Acknowledging that ‘we know the US has more to do to be ready for an FTA’, she said ‘when they are, we will be waiting for them’.

However another development last week suggests this may be optimistic. A lengthy report by a Lords committee on another hoped-for trade deal sets out a list of legal obstacles that need to be overcome along the road to Global Britain. They include conflicts in intellectual property and data protection law, and the need to move beyond the European ‘precautionary principle’ when approving innovations.

New frameworks will also be needed to encourage the mutual recognition of professional qualifications – a matter unlikely to be spelled out in the black letter of major free trade agreements.

The Lords International Agreements Committee was examining the negotiating positions set out by the UK government for accession to the Comprehensive and Progressive Agreement for Trans-Pacific Partnership (CPTPP), an 11-country successor to the Trans-Pacific Partnership, which was killed off by president Trump in 2017. Members range in geography and poltico-legal culture from Australia and Canada to Mexico, Japan and Vietnam, accounting for 13% of the world’s GDP. This would rise to 16% on the UK’s accession, equivalent to the EU but growing more strongly. Hence the UK’s interest in signing up, a prospect furthered by last month’s agreement of a trade deal with New Zealand.

However in its inquiry, the committee, chaired by Lord Goldsmith (Debevoise & Plimpton partner and former attorney general Peter Goldsmith QC) identifies several conflicts between the US-oriented provisions of the CPTPP and current UK law.

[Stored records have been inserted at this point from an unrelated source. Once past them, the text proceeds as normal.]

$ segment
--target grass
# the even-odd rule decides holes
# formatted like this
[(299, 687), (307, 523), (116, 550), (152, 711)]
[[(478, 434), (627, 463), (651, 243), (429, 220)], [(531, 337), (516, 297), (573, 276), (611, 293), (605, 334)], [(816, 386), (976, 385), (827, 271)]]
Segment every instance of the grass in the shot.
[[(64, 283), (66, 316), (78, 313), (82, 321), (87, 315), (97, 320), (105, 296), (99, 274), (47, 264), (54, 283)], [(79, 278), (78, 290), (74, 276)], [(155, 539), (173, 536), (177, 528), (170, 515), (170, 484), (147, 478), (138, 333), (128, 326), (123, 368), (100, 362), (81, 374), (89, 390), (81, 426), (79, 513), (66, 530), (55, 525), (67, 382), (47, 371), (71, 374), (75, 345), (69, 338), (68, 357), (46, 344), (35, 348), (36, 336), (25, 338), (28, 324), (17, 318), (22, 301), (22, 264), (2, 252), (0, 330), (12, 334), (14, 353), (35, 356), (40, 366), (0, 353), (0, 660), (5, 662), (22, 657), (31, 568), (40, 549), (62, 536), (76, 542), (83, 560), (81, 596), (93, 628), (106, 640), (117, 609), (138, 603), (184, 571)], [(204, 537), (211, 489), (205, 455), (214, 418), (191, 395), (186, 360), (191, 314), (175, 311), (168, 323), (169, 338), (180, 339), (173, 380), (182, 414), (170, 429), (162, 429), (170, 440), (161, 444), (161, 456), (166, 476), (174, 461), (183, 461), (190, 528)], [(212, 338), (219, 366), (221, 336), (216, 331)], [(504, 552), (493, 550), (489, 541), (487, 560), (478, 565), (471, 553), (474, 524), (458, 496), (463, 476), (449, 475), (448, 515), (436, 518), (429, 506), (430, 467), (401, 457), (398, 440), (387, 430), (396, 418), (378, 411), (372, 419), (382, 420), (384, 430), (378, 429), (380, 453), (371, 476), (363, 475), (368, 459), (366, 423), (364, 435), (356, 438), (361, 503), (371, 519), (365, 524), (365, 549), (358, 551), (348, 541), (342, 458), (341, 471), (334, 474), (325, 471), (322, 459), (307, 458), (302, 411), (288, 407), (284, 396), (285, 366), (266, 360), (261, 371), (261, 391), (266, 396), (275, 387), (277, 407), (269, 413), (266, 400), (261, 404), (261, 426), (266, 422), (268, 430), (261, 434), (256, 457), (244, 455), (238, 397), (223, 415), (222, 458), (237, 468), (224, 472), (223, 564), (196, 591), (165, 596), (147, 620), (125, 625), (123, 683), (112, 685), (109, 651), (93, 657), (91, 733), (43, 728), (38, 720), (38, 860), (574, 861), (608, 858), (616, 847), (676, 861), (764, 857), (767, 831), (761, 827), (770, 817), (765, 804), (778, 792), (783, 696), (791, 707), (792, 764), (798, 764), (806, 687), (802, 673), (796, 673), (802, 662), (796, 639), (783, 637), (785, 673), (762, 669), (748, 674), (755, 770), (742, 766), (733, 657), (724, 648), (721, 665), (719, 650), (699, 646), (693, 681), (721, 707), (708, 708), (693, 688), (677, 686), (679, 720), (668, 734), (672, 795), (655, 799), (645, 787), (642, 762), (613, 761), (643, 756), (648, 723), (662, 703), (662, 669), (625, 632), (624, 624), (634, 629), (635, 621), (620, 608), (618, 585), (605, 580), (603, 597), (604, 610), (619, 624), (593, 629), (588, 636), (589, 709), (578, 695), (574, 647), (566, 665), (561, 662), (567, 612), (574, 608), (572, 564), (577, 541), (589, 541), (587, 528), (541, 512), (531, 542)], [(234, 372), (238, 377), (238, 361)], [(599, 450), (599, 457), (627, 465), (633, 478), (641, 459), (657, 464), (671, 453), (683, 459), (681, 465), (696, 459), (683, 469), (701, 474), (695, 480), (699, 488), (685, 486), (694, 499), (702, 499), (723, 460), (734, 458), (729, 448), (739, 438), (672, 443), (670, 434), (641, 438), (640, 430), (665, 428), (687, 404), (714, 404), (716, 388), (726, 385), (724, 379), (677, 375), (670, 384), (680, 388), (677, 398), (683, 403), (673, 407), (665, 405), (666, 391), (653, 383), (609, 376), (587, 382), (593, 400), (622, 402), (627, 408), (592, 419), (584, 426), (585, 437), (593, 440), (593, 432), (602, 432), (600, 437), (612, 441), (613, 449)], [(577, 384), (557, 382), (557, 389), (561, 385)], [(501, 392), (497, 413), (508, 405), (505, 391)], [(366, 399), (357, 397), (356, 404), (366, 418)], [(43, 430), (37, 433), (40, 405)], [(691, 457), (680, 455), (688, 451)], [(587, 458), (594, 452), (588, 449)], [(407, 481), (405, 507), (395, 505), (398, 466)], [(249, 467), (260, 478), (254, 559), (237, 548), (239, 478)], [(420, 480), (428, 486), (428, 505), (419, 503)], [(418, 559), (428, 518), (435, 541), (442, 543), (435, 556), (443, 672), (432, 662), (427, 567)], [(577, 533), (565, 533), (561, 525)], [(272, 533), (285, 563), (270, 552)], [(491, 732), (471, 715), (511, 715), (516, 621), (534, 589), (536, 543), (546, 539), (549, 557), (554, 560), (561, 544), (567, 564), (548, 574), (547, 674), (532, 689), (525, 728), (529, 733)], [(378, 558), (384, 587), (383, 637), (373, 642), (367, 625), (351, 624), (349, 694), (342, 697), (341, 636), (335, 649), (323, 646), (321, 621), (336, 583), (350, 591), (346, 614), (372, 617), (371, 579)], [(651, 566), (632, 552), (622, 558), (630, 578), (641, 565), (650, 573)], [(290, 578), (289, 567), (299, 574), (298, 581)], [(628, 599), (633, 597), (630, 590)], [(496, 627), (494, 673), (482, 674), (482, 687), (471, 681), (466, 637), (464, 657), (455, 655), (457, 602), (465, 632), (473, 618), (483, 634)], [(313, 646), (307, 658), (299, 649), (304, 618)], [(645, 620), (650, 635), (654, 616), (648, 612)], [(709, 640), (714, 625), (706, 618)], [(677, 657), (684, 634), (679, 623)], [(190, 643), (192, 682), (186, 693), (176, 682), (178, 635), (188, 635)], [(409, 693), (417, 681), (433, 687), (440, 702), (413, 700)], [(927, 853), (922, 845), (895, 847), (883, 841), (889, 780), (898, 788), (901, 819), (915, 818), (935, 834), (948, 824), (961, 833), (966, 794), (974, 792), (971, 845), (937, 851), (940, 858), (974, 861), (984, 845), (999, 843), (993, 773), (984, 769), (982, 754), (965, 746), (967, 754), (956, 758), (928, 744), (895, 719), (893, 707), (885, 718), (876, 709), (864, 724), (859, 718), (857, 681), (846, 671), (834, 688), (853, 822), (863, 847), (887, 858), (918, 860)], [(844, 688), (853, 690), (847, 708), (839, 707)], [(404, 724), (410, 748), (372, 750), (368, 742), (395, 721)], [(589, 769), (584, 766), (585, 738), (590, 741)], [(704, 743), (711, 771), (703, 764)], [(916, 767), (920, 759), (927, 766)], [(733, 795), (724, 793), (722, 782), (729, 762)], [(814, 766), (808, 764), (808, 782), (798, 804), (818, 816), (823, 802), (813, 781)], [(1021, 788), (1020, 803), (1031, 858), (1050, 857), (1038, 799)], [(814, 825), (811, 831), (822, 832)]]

In IP law, for example, the committee reports that the Pacific agreement is ‘partly built on a US approach to regulation… Joining CPTPP may result in conflicts with the UK’s current regulatory regime, which will need to be addressed as part of the accession negotiations’.

For example the European Patent Convention, to which the UK belongs, stipulates that an invention cannot be recognised as new if it has been released to the public: the CPTPP allows a 12-month grace period in some circumstances. The committee cites warnings from witnesses that the UK could suffer ‘direct economic damage’ if it had to leave the European regime, including a ‘dramatic’ shrinking of the UK patent profession.

The report urges the government to explain how it will reconcile its obligations under the European convention and provisions in the CPTPP.  

Likewise on data protection, the report states that a clause in the CPTPP may conflict with the UK’s ‘data adequacy’ status with the EU, already potentially threatened by the government’s decision to draw up a new data protection regime. Again, it calls for more information.  

Another obvious conflict is between the European ‘precautionary approach’ to innovations such as genetic modification and the CPTPP’s ‘science-based’ approach. The committee calls on the government ‘to articulate how it will seek to manage these divergent regulatory approaches’.

Elsewhere, the committee finds that, while the CPTPP has useful provisions for professional services, it quotes the Law Society as finding that the aims of legal professionals ‘are unlikely to be realised’ directly by the agreement. The CPTPP merely states that each party ‘shall encourage its relevant bodies to establish dialogues’ on the topic. This ‘could give the UK a seat at the table in driving improvements in the liberalisation of trade in legal services’, the Society told the committee’s inquiry.

A parliamentary measure to guarantee the freedom of regulators to set standards for recognition of overseas qualifications, the Professional Qualifications Bill, is due before the Commons shortly.

However an overall note of caution from the committee is that the UK is applying to accede to an existing agreement and thus ‘the extent to which it needs to be accepted “as is” or can be changed is uncertain’. But in her speech last week, Mordaunt did not foresee any conflict. After all, she said, ‘free markets and democracy walk hand in hand’.